When an ChatGPT like system gets linked to a console and told to do multi-step tasks, it will sometimes fail with the tasks and likely be able to frequently tell when it fails. Once it has a valid 20-step way to solve a given task it could also synthesize a 10-step way to solve the same task and create training data out of it.

One possible task might be: Take all the biomedical literature and make Wikidata statements out of it. Over at Google it would be "make Knowledge graph statements out of it".

If the UK prime minister is fanatical about scaling LMs, they might be interested in tapping every call and using Whisper to transcribe what was said. With a harsh discount rate of 1%, we get an estimate of 681B tokens per year. That’s an insane amount of data for a country with a relatively small population, and by factoring in other online platforms we could easily double this.

That assumes the UK only taps UK calls. Historically the UK tapped the US calls and the US tapped the UK calls and then they exchanged data so that no intelligence service would violate the domestic laws. 

I would expect that there's a Five Eye project going on to train a model that does use decades of international call data. 

re: youtube estimates

You'll probably find some of this twitter discussion useful:
https://twitter.com/HenriLemoine13/status/1572846452895875073

Would better token prediction loss help towards AGI? I wonder if scaling is no longer relevant given existing level of performance of ChatGPT, that there is already some token prediction loss overhang. Missing things needed to make LLMs autonomously productive (mainly to plan/develop their own training, assemble datasets) are probably unrelated, prediction loss that's even better won't help with them.

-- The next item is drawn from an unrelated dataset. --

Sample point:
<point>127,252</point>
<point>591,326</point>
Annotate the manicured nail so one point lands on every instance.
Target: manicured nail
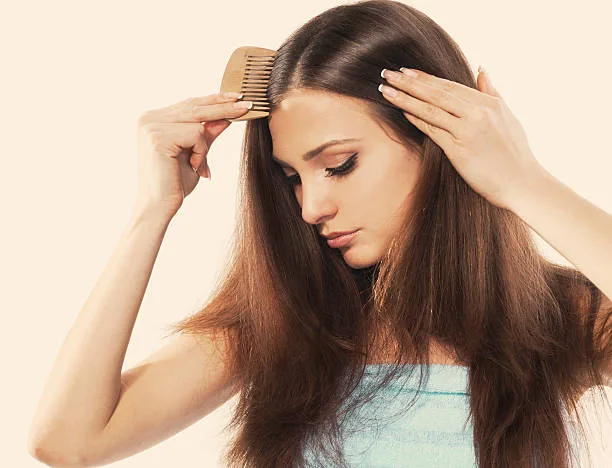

What is it, exactly, that you want GPT3 to learn from YouTube videos?

If you doubled the data GPT3 has access to while keeping the quality of the data the same, that would be something. It will give you real progress.

However, if you doubled the data GPT3 has access to, but the new data contained 0 new code and 0 new math and 0 new medical facts, then surely the new version of GPT3 will not improve at coding, nor at math, nor at medicine. Sure, GPT3 also needs to learn to read English very well before it can learn the math/coding/etc... but it already knows English! Its understanding of English won't actually improve with YouTube transcripts; it is already near-perfect. All GPT3 will improve at is predicting the type of text that is found on YouTube.

So: how much code and math do you expect to find on YouTube transcripts? How many technical medical facts?

Actually, the situation is even worse than this. Transcription will fail exactly for the type of code, math, and technical jargon that GPT3 is unfamiliar with; that's because the transcription is based on a language model. Exactly when you need to learn something from the next token, the transcription of that next token will be wrong.

People here focus too much on "data". What you need is not data, it's high-quality data. If you want GPT to be good at math, you need more math data; if you want it to be good at poetry, more poetry data. And sure, if you really want GPT to be good at phone calls, give it phone call data. (But why?)

Chinchilla is misleading you because when they scaled up their data, they first shuffled it, so when they trained on (e.g.) 10% of their data, that also meant 10% of their math data, 10% of their code data, etc.

A better approach IMO is to directly tokenize audio and then find a clever way to align text tokens with audio tokens during training, without relying on 100% transcription.